At least weight wise people don't generally ingest the same quantity of coffee grinds extracts as say potatoes or bread. One that basis I considered the email BS, sales pitch. It's a sign of the times really. We are not doing anything with the fruit only the kernel that forms. It's generally been well known for a long that a number of substances that shouldn't get there finish up in human body fat and even breast milk. While this has been going on average life span has increased not decreased. Rather odd really considering some have been banned.


----------



## Rob1 (Apr 9, 2015)

Mikey finn said:


> ... however i was merely making the point that regardless of the region the coffee beans are from, pesticides enter the beans systemically from applications applied to the leaves or watered into the soil.


 I'm not sure there have been conclusive studies conducted on the issue. I can only find things that seem to indicate there is none or very little present in raw coffee, and I can find some other things I don't really understand, like this.

From FDA back in 1992.



> The US Food and Drug Administration carries out incidence/level monitoring in order to acquire data on the presence and amounts of pesticide residues in particular commodity/chemical combinations. In the survey reported here, imported green coffee beans were analysed for a variety of pesticide chemicals. A total of 60 green coffee samples were collected from 21 countries that are major exporters of coffee to the United States. The samples were analysed for organochlorine/organophosphorus, _N_‐methyl carbamate, benomyl group and EBDC residues. Four samples had detectable residues: chlorpyrifos, 0.01, 0.02 and 0.04 ppm and pirimiphos‐methyl, 0.01 ppm. The majority (93%) of the green coffee samples analysed in this survey had no detectable pesticide residues.


 The EC Drinking Water Directive sets Maximum Allowable Concentrations of 0.1 µg/l for any pesticide and 0.5 µg/l for total pesticides in drinking water irrespective of toxicity. That's 0.0001 and 0.0005 ppm. Assuming all coffee you consume falls into the 7% that had detectable pesticides, if you consume 36g coffee a day and drink 3 litres of water how much pesticide are you potentially getting from the water compared to the coffee?

Then this from Australia/NZ



> The key findings from this survey are:
> 
> For the majority of analytes assessed, there were no detectable levels in any of the coffee types sampled. This included all 98 pesticide residues, 18 PAHs, beryllium, mercury and ochratoxin A. A small number of metals, furan and acrylamide were detected in some of the coffee types analysed, but at very low levels.

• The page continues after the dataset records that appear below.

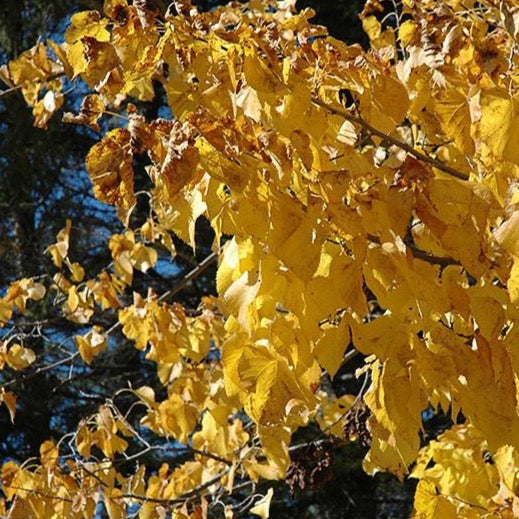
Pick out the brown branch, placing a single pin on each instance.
(396, 142)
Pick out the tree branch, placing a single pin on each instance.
(396, 142)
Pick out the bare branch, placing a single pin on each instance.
(396, 142)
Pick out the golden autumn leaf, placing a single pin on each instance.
(109, 164)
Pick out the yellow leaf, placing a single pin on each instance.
(92, 108)
(9, 399)
(19, 358)
(49, 454)
(452, 108)
(262, 507)
(109, 164)
(87, 23)
(91, 344)
(507, 234)
(429, 505)
(499, 124)
(329, 349)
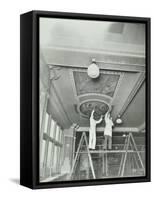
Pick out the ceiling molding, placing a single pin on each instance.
(133, 93)
(81, 59)
(115, 129)
(141, 127)
(140, 54)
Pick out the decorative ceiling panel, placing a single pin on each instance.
(105, 84)
(100, 108)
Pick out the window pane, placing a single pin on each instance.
(52, 129)
(57, 133)
(43, 152)
(46, 123)
(49, 154)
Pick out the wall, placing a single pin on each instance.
(9, 101)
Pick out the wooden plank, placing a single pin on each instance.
(90, 159)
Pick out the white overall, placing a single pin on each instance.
(92, 132)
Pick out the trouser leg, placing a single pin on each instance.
(109, 142)
(90, 139)
(105, 142)
(93, 141)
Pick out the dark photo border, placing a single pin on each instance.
(29, 99)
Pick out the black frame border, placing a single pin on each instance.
(29, 99)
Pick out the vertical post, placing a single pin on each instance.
(46, 147)
(125, 157)
(43, 123)
(52, 150)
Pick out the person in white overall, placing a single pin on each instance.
(92, 130)
(108, 131)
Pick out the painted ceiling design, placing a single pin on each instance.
(100, 108)
(105, 84)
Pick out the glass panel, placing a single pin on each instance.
(46, 123)
(43, 152)
(52, 129)
(57, 132)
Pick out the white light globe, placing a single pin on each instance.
(119, 121)
(93, 71)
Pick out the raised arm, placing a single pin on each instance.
(99, 121)
(92, 113)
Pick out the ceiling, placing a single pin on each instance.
(67, 48)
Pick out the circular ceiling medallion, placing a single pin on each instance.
(93, 71)
(100, 108)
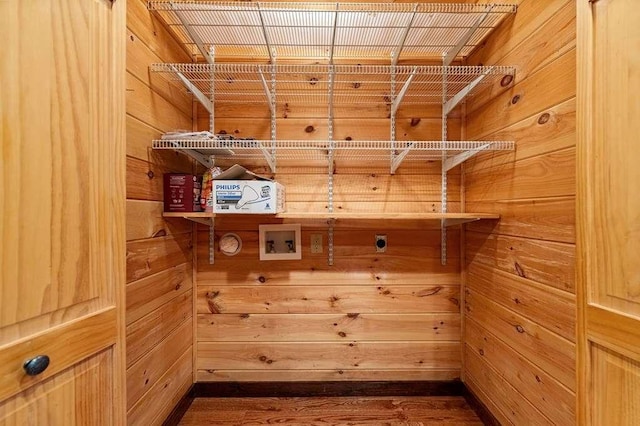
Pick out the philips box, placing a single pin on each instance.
(237, 190)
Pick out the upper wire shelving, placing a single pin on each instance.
(331, 31)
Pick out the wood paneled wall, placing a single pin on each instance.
(519, 291)
(370, 316)
(159, 252)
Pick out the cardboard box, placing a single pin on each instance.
(182, 192)
(236, 190)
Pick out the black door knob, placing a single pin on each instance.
(36, 365)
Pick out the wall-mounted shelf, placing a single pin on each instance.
(343, 41)
(330, 31)
(451, 219)
(452, 152)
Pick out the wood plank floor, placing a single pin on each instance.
(448, 410)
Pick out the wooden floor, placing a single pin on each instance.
(331, 411)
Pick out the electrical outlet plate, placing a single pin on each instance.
(381, 243)
(316, 243)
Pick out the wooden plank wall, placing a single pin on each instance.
(159, 252)
(519, 291)
(370, 316)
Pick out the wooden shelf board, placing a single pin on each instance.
(451, 218)
(189, 215)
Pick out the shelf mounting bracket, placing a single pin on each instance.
(205, 160)
(454, 51)
(458, 97)
(451, 162)
(206, 103)
(398, 158)
(403, 91)
(194, 36)
(270, 159)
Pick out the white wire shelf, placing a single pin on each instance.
(330, 31)
(322, 150)
(340, 85)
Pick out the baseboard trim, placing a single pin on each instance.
(481, 410)
(181, 408)
(327, 389)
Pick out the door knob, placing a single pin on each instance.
(36, 365)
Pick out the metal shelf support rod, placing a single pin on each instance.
(212, 237)
(454, 51)
(194, 36)
(403, 91)
(403, 39)
(201, 97)
(272, 101)
(333, 34)
(451, 162)
(265, 33)
(458, 97)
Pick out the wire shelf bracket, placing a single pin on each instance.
(455, 51)
(462, 94)
(206, 103)
(194, 36)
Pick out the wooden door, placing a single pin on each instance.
(62, 210)
(609, 212)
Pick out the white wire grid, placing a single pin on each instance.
(310, 84)
(331, 31)
(348, 150)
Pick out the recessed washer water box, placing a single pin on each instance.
(237, 190)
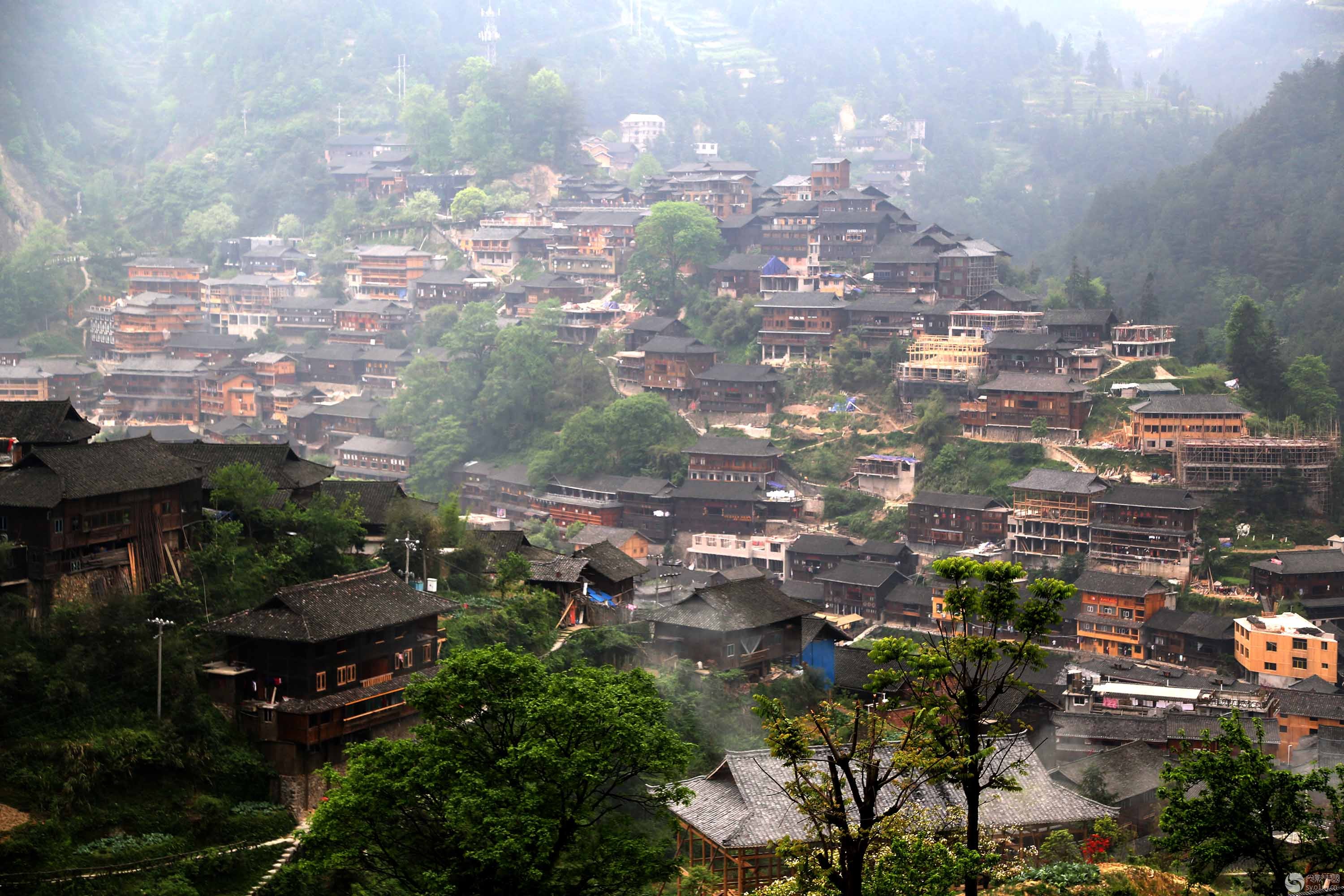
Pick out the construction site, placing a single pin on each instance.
(1213, 465)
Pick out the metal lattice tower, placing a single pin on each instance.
(490, 33)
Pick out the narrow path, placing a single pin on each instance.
(26, 880)
(685, 416)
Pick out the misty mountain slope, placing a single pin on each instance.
(1261, 214)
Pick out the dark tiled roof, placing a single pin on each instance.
(1064, 481)
(736, 447)
(496, 543)
(609, 560)
(824, 544)
(566, 570)
(646, 485)
(1012, 295)
(177, 433)
(449, 276)
(377, 499)
(1117, 583)
(345, 698)
(733, 606)
(740, 374)
(742, 804)
(335, 607)
(1129, 770)
(1034, 383)
(1189, 405)
(1150, 496)
(1304, 562)
(861, 573)
(66, 472)
(957, 501)
(678, 346)
(803, 590)
(592, 534)
(1011, 342)
(1197, 625)
(45, 424)
(608, 218)
(1310, 703)
(1080, 318)
(206, 342)
(279, 462)
(738, 574)
(1315, 684)
(651, 324)
(709, 489)
(354, 408)
(803, 300)
(742, 263)
(375, 445)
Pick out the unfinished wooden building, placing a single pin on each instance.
(1213, 465)
(941, 362)
(885, 474)
(1143, 340)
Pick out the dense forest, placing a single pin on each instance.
(166, 111)
(1258, 217)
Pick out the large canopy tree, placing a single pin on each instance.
(519, 781)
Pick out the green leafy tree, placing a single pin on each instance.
(470, 205)
(1061, 847)
(289, 226)
(647, 166)
(672, 237)
(205, 228)
(242, 488)
(636, 425)
(1310, 393)
(451, 523)
(1093, 786)
(585, 445)
(440, 447)
(547, 770)
(480, 140)
(851, 370)
(1253, 355)
(513, 570)
(935, 424)
(429, 125)
(421, 207)
(1148, 307)
(867, 770)
(1232, 802)
(960, 676)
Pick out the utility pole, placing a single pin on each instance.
(159, 622)
(410, 543)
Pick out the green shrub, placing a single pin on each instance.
(127, 847)
(1062, 875)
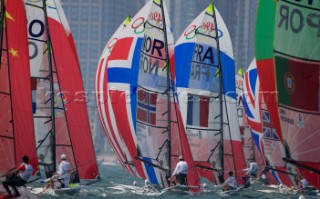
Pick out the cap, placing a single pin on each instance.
(63, 157)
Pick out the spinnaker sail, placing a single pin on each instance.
(297, 74)
(205, 79)
(17, 137)
(289, 50)
(161, 138)
(103, 100)
(263, 132)
(60, 112)
(117, 77)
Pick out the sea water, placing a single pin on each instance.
(113, 175)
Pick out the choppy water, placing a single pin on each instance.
(112, 175)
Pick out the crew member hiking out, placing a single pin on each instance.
(180, 172)
(18, 177)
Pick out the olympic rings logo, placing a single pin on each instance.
(192, 31)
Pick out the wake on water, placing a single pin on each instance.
(115, 183)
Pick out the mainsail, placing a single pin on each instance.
(158, 128)
(293, 61)
(103, 102)
(205, 79)
(263, 132)
(60, 112)
(16, 124)
(117, 83)
(297, 74)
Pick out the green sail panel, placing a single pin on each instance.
(265, 30)
(298, 29)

The contribution of a number of metal contaminants to dietary exposure through the consumption of instant and espresso coffee in comparison to the relevant reference health standard will be assessed as part of the 23 rd Australian Total Diet Study (ATDS). However, it is anticipated that instant and espresso coffee are likely to be very small contributors to dietary exposure. For the metal contaminants analysed in this study, there are no established maximum levels (MLs) under Standard 1.4.1 - Contaminants and Natural Toxicants of the Code for coffee or coffee beans. This is generally reflective of low levels of contaminants in these products, and of coffee not being a significant contributor to exposure of these contaminants in the total diet. The overall levels of chemical contaminants identified in this survey are generally considered to be low and are consistent with those reported in other comparable surveys both in Australia and overseas.

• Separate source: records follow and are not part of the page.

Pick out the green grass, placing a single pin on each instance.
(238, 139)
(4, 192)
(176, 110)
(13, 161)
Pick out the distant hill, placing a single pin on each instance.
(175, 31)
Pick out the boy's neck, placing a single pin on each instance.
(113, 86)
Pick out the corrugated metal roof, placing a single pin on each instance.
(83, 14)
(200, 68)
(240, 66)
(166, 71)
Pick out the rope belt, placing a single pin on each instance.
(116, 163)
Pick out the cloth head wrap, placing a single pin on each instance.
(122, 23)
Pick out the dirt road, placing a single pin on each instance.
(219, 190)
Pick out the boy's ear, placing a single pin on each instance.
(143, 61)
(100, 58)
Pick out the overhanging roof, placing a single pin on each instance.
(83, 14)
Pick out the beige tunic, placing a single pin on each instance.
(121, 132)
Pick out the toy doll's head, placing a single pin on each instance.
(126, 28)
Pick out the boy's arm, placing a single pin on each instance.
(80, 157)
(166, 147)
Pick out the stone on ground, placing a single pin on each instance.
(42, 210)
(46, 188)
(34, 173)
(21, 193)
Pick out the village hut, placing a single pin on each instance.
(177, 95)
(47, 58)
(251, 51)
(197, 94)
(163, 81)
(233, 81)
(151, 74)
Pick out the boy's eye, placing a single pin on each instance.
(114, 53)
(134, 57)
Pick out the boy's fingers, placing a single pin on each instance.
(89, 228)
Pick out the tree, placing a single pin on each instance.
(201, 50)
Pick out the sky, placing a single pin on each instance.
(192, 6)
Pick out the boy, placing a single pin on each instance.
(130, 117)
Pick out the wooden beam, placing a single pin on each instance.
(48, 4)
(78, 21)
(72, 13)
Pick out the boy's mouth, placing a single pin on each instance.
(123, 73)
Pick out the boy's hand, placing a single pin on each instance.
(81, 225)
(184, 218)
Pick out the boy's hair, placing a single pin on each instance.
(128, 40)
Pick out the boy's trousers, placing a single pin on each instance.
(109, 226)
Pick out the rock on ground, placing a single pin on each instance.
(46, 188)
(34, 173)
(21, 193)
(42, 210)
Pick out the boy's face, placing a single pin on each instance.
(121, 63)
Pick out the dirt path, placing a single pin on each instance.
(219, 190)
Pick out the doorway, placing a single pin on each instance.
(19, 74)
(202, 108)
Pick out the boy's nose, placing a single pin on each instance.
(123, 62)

> I was questioning the term "Spiking" as it very much seemed to me that the chemicals were applied to the finished product in which case they would be evaporated off during roasting no question.


 I'm not really qualified to question their methods. The beans probably absorbed the pesticide, especially if it was in a water solution/water soluble, but I'm just guessing. If a pesticide evaporated off during roasting conditions or was unstable at high temperatures there's no reason it wouldn't be the same if it were in the bean as the structure of the bean breaks down roasting allowing water and co2 to be released.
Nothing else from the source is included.